Quella che è iniziata come una normale giornata il 31 marzo si è trasformata in un incubo che la famiglia sta ancora vivendo. Amanda May e Ryan Schreiber affermano di aver controllato le temperature dei loro figli, Alistair di 4 mesi e Luke di 22 mesi, ogni giorno da quando la famiglia ha iniziato a stare a casa dopo che il governo ha emesso lo stato di emergenza.

Coronavirus, Luke Schreiber positivo

“Era intorno ai 38 gradi. Non ero preoccupata fino a quando Luke non si è svegliato piangendo quel martedì mattina. Non si sveglia mai piangendo”, ha raccontato Amanda May Schreiber. La temperatura di suo figlio era a 41° gradi quella mattina. Gli ha dato qualcosa per la febbre, che l’ha fatta scendere di un paio di gradi. Ma poche ore dopo il pisolino, Luke si è svegliato tutto arrossato in viso: “Gli si era alzata di nuovo a 40°.

Ho provato a togliergli anche le coperte di dosso ma nulla, allora gliel’ho misurata per 10 volte consecutive. Ho provato anche il termometro su me e mio marito: le nostre temperature erano ok”.

Amanda May Schreiber, così, ha portato Luke all’ospedale Beaumont, dove la sua febbre ha registrato la temperatura di 39°. Il bambino è stato ricoverato in ospedale. Schreiber afferma che i medici gli hanno fatto tutte le diagnosi possibili prima di procedere a un controllo sul coronavirus. E il risultato di quest’ultimo test è stato positivo: “Sei ore dopo il nostro arrivo in ospedale, la sua febbre era ancora a 39,5°. Dopo la notte sono arrivati i risultati dal laboratorio che hanno confermato la positività di Luke al coronavirus”. Dopo che la sua febbre è diventata gestibile, la mamma ha portato Luke a casa dove dice che da allora ha avuto a che fare con una febbre che sale e scende.

I sintomi dei genitori

“È solo la febbre persistente. È incredibile. Va via e torna subito. Dobbiamo ancora vivere un giorno senza febbre da quando è iniziato questo incredibile incubo”. Mamma Schreiber sta cercando di prendersi cura di Luke, ma afferma di essere malata da 10 giorni. Descrive di avere problemi respiratori e di sentirsi esausta. “Sono un triatleta e ho appena corso una maratona lo scorso agosto mentre ero incinta di 6 mesi dopo essere stata autorizzata dal medico. Prima correvo: lo facevo per chilometri e chilometri, con una mascherina in viso e stavo lontana da tutti. Ora, chiusa in casa, mi sento affannata come se stessi salendo le scale, ma non lo sto facendo. Il fatto che i miei polmoni si sentano così per me è semplicemente pazzesco”.

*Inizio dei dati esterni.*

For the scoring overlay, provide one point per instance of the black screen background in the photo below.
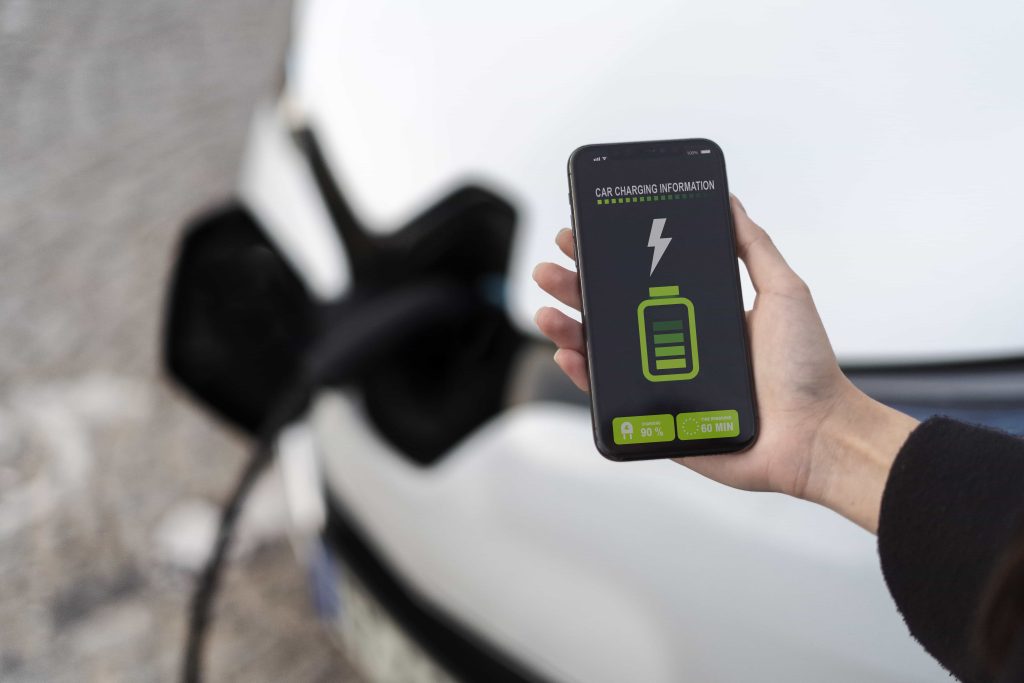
(614, 261)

Dice che il suo medico le ha detto che non ha senso sottoporsi al test perché è quasi certo che lei e il resto della sua famiglia abbiano il coronavirus, essendo stati esposti per la malattia di Luke: “La mia pulsossimetria è stata bassa fino a 82. È terrificante. L’unica cosa che mi ha aiutato sono gli esercizi di respirazione che il mio fisioterapista mi ha dato da fare durante una seduta virtuale. Mi è stato anche dato un inalatore di Qvar e Zithromax. Ma ho visto poca o nessuna differenza con quelli. Questo virus è orribile e sembra durare per sempre”.

La frustrazione

Schreiber afferma di essere frustrata anche per la risposta che ha ricevuto da alcune persone che ancora non credono che i bambini piccoli possano contrarre il virus. Dice di no, Luke non ha un sistema immunitario compromesso. “Ha avuto raffreddori e virus regolarmente come ogni bambino. Di solito gli occorrono alcuni giorni per superare le cose. Non ha mai avuto problemi. E non ha mai avuto una temperatura simile. È un ragazzo in buona salute pieno di energia. Questo virus lo ha colpito fortemente”.

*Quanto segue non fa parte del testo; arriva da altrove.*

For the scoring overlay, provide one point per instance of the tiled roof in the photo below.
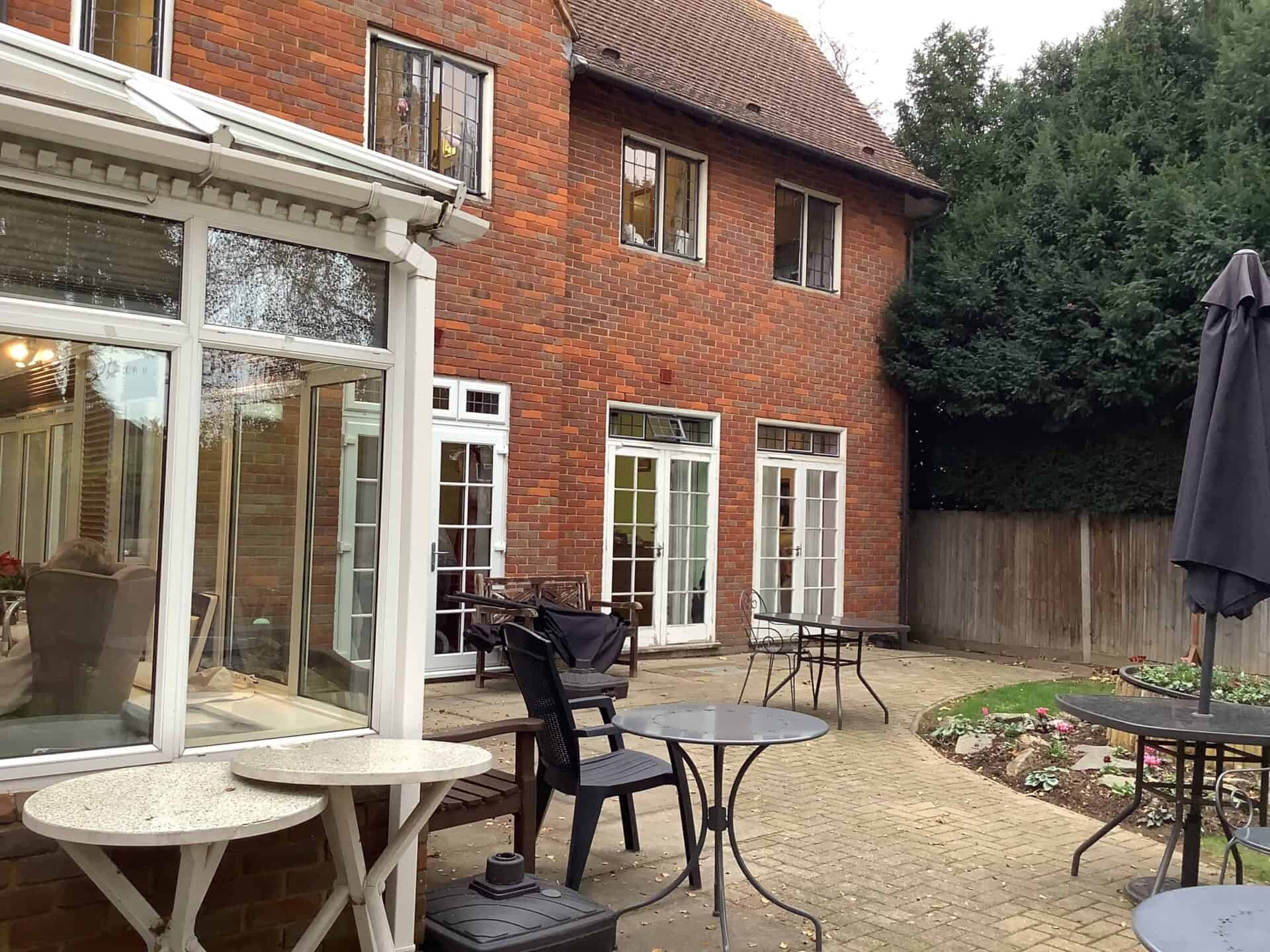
(730, 56)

Infine, Schreiber dice che suo marito, Ryan, finora si è sentito bene. Ha avuto dolori al petto per alcuni giorni, ma nient’altro. Dice che il suo bambino di 4 mesi ha avuto la febbre per circa una settimana, ma nel complesso sta andando bene. Spera che la storia della sua famiglia convincerà tutti a rimanere a casa e stare lontano dalle persone. “I bambini sani e i giovani adulti sani possono prendere il coronavirus e ammalarsi gravemente. Sono sconcertata perché le persone continuano a rifiutarsi di restare a casa e escono per cose non indispensabili. Incoraggerei i genitori a tenere i loro figli a casa”.